日本語版 (Japanese Version)

Preface

I wanted to train a YOLOv4 model for fast object detection on an edge device and looked for the official YOLOv4 repository which is a fork from the YOLOv3 Darknet repository.
Darknet is a neural network framework written in C and CUDA. The setup for GPU is not explicitly guided but linked to the official OpenCV and CUDA-Toolkit websites which mainly provide setup guides for system-wide installation of OpenCV and CUDA-Toolkit. Because I use several neural network frameworks (e.g. Pytorch, Tensorflow 1 and 2), I seperate the setup on my PC in environments using Anaconda to avoid system wide installations which can cause version conflicts. The uninstallation of system wide installed packages are not unified - especially if not installed with package manager - and you need to invest time for correct cleanup afterwards. I could not find any guide about setting up Darknet for GPU training with conda environment, I decided to write this guide in order to help people, who might be in the same situation.

About conda

As described on the official webpage, conda is a package, dependency and environment management tool for many programming languages. In case of python - in contrast to pip - conda allows you to install not only python libraries and their dependencies into an environment, but also dependent packages written in other languages like the CUDA-Toolkit or the cuDNN library. Because the packages are installed into an environment, that gives you the benefit to have several versions of a package separated by environments and you can switch between them. Removing the packages in conda is clean and fast without the need of uninstallation scripts. Just removing the specific environment with the following command is enough.

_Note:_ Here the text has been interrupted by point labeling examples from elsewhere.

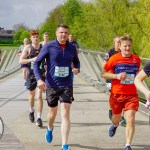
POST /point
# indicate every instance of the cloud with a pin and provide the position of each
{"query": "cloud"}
(31, 13)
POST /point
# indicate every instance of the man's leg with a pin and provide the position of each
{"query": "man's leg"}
(65, 125)
(39, 107)
(130, 127)
(51, 118)
(31, 103)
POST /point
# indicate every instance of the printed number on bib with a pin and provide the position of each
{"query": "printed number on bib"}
(129, 79)
(61, 71)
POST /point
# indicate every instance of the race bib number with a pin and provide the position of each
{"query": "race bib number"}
(32, 63)
(129, 79)
(61, 71)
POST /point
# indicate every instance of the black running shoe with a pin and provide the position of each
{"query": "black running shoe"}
(39, 122)
(110, 114)
(31, 116)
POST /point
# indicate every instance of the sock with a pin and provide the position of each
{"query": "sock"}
(31, 109)
(127, 145)
(39, 114)
(115, 125)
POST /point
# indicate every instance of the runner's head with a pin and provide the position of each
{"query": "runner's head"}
(46, 36)
(71, 38)
(26, 41)
(125, 45)
(34, 36)
(62, 33)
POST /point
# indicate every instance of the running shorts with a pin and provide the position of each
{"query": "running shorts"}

conda env remove -n <environment_name>

Setup

I tested the setup on Ubuntu 20.04 LTS with Miniconda installed. The setup is actually quite easy and takes only 10 minutes - depending on your internet connection - and requires a minimum of 2GB for the CUDA-Toolkit and cuDNN library. The requirements for building the Darknet neural network framework contains OpenCV which we also install using conda.

Create conda environment

We create a conda environment YOLOv4_conda and install python 3.7 as well as OpenCV 3.x with the following command in the terminal.

conda create -n YOLOv4_conda python=3.7 opencv=3

We install the CUDA-Toolkit and the cuDNN library from the nvidia channel with the following terminal command as explained in the CUDA-Toolkit documentation.

conda install cuda cudnn -c nvidia -n YOLOv4_conda

The cuda package installs the CUDA-Toolkit and the NVCC (NVIDIA CUDA Compiler) to build the Darknet CUDA code to run on GPU.

There is a cuda-toolkit package available as well in the nvidia channel and generally used for GPU training on python based machine learning frameworks like Tensorflow or Pytorch, but this package only contains the cuda-toolkit and do NOT include the NVCC.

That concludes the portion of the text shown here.